Ciscoman's notes (Записки цыщика c дипломом)

I'm Cisco Champion Community member for 2017!

I'm Cisco Champion Community member for 2017!
"Cisco Champions are passionate about Cisco and happy to share our knowledge, experience, and feedback."

суббота, 23 августа 2014 г.

"How to check udp port is open using IOS CLI only" or "Do you really know how traceroute works"?

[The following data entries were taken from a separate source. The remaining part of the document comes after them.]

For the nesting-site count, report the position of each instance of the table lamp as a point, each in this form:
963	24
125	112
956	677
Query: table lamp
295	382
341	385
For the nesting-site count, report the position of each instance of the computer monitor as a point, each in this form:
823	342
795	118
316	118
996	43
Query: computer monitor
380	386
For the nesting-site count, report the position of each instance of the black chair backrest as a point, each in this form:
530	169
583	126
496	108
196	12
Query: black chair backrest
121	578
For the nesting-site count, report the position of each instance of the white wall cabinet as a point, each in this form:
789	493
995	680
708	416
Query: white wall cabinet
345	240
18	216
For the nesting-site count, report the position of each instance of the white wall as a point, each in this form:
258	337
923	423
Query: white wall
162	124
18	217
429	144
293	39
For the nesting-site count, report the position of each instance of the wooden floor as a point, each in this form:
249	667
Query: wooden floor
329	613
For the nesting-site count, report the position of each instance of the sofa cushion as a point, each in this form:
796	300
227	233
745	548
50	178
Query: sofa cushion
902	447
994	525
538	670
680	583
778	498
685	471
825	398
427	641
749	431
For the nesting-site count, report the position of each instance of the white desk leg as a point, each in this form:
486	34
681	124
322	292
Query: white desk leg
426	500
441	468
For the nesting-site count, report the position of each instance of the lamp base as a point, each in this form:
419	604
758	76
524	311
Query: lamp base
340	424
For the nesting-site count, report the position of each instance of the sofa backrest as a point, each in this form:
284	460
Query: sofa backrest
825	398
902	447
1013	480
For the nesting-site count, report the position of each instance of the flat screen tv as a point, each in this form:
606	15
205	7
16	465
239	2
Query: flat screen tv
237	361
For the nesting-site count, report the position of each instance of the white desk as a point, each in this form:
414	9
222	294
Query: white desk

Just want to share with you one interesting but very simple trick with udp traceroute which can be used to check if udp port is open or filtered. In practical case it can be very handy to use it if you think somebody in the middle filtering your ISAKM udp/500 or NAT-T udp/4500 ports for example and you can't use any third-party tools to check it (CCIE lab environment?)
Only few key things you had to remember: Cisco IOS using UDP traceroute and you can define initial destination port, moreover this port number is incremented with each subsequent packet, even if to the same hop with same TTL.
The technique is simple as said above: you need to send traceroute in such way so that intermediate hop router will receive packet with verifiable destination port number. If intermediate hop router is doing filtering and configured to allow to send ip unreachables ICMP messages, you will receive "!A" symbol in your traceroute output, meaning "Administratively filtered". This is the simplest case, but observed very rare since most of the routers configured with "no ip unreachables" to lower the load on CPU resources. Later I will also show how to check a port if "no ip unreachables" is configured on a verifiable router.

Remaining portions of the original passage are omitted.